Ces appartements sont ensuite pour certains revendus, ce qui permet de blanchir de l’argent, ou louer sur des plateformes de location courte durée pour générer des revenus supplémentaires. Dans tous les cas, comme par enchantement, l’argent gagné illégalement devient de l’argent propre.

Du trou à la tour

Si la façon dont cet argent sort de Dubaï semble évidente, c’est la manière dont il entre aux Emirats arabes unis qui pose question. En petite coupure, en crypto monnaie, via des sociétés écrans, des banques peu scrupuleuses ? Toutes les pistes sont étudiées par l’Ofast (Office anti-stupéfiants), chargé de l’enquête, qui se confronte à un manque de coopération criant des autorités locales. Les narcotrafiquants ne choisissent pas leurs destinations par hasard. Ils savent que dans le golfe Persique, les services judiciaires français auront plus de mal à remonter jusqu’à eux.

Le plus étonnant dans cette affaire n’est pas que les dealers blanchissent leur argent ou qu’ils soient multipropriétaires à l’étranger. Le plus surprenant, c’est qu’ils font ces opérations depuis leurs cellules. Ils signent des baux de location pour leurs appartements dubaïotes alors qu’ils sont incarcérés en France. Preuve que la prison ne remplit plus sa mission. Pierre-Marie Sève, directeur de l’Institut pour la justice, le confirme à BV : « Normalement, la prison a pour but de neutraliser les délinquants. En principe, quelqu'un qui est en prison ne peut plus commettre de crime et de délit. »

Il ajoute : « L’intérêt de la prison est d’isoler socialement partiellement le détenu. » Pourtant, en France, un condamné peut « jouir de ses droits civils et politiques » comme indiqué dans le code de la procédure pénale. Chose qui « interpelle » Pierre-Marie Sève : « A partir du moment où on peut faire des procurations pour acheter des biens et les gérer, quelle est la différence entre le fait d’être dedans ou dehors ? » La question mérite, en effet, d'être posée.

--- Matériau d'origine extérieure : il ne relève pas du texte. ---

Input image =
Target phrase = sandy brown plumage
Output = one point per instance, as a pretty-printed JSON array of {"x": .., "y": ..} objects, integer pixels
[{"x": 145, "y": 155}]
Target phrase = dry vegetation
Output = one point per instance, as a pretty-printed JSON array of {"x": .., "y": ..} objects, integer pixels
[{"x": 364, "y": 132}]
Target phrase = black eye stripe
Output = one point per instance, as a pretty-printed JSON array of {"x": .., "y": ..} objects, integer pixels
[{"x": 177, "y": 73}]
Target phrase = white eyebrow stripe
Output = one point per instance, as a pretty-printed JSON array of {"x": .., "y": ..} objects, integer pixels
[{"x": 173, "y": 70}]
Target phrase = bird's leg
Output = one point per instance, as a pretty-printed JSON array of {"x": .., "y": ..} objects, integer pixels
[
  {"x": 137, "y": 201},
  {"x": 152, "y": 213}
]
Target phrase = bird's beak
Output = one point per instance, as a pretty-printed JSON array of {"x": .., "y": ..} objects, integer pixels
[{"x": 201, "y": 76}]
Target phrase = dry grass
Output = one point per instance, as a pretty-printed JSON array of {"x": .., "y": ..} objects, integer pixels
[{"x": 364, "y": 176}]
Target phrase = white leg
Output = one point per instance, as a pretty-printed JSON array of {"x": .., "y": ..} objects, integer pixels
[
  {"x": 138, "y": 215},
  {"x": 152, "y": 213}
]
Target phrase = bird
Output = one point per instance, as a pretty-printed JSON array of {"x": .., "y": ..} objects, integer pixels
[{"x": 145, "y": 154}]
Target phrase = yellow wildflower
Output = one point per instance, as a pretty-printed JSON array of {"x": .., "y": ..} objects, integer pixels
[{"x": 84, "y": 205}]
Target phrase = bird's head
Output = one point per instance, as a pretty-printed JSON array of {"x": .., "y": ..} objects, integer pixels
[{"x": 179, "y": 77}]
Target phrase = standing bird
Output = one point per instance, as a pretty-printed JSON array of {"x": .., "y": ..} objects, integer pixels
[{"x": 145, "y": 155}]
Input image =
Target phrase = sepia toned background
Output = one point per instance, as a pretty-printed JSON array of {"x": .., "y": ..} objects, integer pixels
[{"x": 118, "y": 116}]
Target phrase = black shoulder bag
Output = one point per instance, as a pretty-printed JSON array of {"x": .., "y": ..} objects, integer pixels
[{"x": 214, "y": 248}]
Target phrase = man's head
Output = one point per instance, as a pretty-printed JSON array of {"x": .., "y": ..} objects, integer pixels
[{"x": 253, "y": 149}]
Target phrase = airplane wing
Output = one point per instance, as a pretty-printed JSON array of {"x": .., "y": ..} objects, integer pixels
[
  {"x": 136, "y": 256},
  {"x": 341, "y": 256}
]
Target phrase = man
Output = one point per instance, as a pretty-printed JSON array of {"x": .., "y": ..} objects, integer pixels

Pour lui, « la seule façon de s’en sortir », de venir à bout de la délinquance, est de faire en sorte que « la prison ne soit pas un espace agréable pour les délinquants ». Dans les prisons françaises où les condamnés disposent de téléphones portables, font des sorties culturelles, organisent des grands jeux et ont moultes permissions, nous en sommes encore très loin.